Le chef de la représentation de la Commission européenne en Grèce, Panos Karvounis, a indiqué samedi que l'UE n'excluait pas de nouvelles mesures de réduction du déficit en Grèce après l'examen en mai de la viabilité de la dette publique du pays.
Le déficit révisé vient par ailleurs alimenter les doutes sur la solvabilité du pays, alors que les spéculations sont récurrentes sur l'hypothèse d'une restructuration de la dette grecque, c'est-à-dire que le pays ne puisse plus rembourser tout ce qu'il doit.
Après l'annonce d'Eurostat, les taux d'intérêt grecs flambaient mardi après-midi sur les marchés obligataires.
Les taux à 2 ans et à 10 ans que doit payer la Grèce pour emprunter s'envolaient à des niveaux inédits: le rendement de l'obligation d'Etat à 2 ans progressait à 23,34% contre 22,207% en clôture vendredi soir et le taux sur le 10 ans à 15,015% contre 14,718%.

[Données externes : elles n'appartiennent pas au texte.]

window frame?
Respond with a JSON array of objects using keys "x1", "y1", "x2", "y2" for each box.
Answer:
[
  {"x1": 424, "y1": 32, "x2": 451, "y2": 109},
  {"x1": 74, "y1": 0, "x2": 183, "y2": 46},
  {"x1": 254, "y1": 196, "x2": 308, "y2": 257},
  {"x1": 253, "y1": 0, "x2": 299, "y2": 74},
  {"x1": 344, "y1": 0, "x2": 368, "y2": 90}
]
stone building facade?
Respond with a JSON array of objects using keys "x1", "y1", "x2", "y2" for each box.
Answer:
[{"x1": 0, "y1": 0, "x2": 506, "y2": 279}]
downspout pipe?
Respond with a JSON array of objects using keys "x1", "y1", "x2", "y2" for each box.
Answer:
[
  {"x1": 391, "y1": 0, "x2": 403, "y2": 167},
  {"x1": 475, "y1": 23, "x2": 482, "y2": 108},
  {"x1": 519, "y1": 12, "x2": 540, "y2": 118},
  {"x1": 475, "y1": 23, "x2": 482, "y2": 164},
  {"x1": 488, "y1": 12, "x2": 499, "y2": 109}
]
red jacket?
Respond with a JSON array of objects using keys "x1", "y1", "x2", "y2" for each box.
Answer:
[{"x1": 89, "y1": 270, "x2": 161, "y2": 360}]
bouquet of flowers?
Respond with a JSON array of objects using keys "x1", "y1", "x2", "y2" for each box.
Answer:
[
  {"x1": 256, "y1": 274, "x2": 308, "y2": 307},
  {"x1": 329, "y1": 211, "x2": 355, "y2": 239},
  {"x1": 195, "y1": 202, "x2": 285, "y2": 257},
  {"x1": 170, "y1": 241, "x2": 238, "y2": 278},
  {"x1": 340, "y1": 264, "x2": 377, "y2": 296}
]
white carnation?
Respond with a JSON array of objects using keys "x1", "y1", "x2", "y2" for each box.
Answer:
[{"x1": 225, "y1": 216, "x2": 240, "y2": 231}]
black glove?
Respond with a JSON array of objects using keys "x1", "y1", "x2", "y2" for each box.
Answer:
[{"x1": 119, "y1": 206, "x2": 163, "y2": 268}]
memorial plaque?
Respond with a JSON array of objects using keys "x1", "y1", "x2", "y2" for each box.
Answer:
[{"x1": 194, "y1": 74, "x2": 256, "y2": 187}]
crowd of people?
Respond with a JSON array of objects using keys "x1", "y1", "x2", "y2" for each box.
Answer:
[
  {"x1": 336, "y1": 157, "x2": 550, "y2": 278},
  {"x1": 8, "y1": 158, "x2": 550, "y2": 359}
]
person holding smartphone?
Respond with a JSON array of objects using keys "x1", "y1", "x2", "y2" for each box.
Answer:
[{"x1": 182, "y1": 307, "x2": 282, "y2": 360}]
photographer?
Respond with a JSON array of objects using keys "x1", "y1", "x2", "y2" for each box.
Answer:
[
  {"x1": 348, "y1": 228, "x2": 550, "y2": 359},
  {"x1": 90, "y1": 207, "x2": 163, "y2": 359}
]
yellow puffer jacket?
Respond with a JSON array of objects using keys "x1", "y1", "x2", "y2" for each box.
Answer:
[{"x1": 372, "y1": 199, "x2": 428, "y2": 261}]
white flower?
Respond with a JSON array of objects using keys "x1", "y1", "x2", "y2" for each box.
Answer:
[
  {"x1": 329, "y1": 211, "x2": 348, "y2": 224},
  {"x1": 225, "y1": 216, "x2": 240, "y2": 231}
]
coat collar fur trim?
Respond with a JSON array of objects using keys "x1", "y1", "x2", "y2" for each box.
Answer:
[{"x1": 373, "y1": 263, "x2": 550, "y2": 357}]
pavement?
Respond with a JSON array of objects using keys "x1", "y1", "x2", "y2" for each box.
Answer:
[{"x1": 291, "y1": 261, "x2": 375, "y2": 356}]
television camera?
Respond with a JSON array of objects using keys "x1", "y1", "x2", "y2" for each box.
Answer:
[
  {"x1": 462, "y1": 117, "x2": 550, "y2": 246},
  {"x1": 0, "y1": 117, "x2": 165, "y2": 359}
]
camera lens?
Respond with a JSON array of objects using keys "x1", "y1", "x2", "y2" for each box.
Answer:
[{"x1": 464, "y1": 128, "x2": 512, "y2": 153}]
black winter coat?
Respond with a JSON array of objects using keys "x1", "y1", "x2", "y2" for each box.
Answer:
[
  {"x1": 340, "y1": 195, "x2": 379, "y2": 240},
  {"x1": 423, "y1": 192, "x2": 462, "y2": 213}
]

Beaucoup sur les marchés se demandent si la Grèce n'a pas accumulé une charge de la dette insoutenable, qui l'obligera à restructurer ses obligations, en rééchelonnant les remboursements ou en réduisant les montants à rembourser.
Des déclarations du ministre allemand des Finances Wolfgang Schaüble avaient déjà relancé récemment les craintes d'une restructuration de la dette.
La BCE y est cependant fortement opposée.
Le gouverneur de la banque centrale de Finlande, Erkki Liikanen, également l'un des dirigeants de la BCE, a déclaré mardi qu'une restructuration de la dette grecque "ne servirait à rien" pour remettre en état les finances du pays.
José Manuel Gonzalez-Paramo, membre du directoire de la BCE, a prévenu de son côté qu'elle aurait des effets encore plus graves que la faillite de la banque américaine Lehman Brothers, qui avait précipité la crise financière en 2008.
Dans un entretien ce week-end avec la chaîne publique allemande ZDF, le chef économiste de la BCE Jürgen Stark avait aussi averti qu'une restructuration de la dette d'un pays membre de la zone euro risquait de provoquer "une nouvelle crise bancaire", car "au sein de la zone euro, les marchés de capitaux sont fortement imbriqués".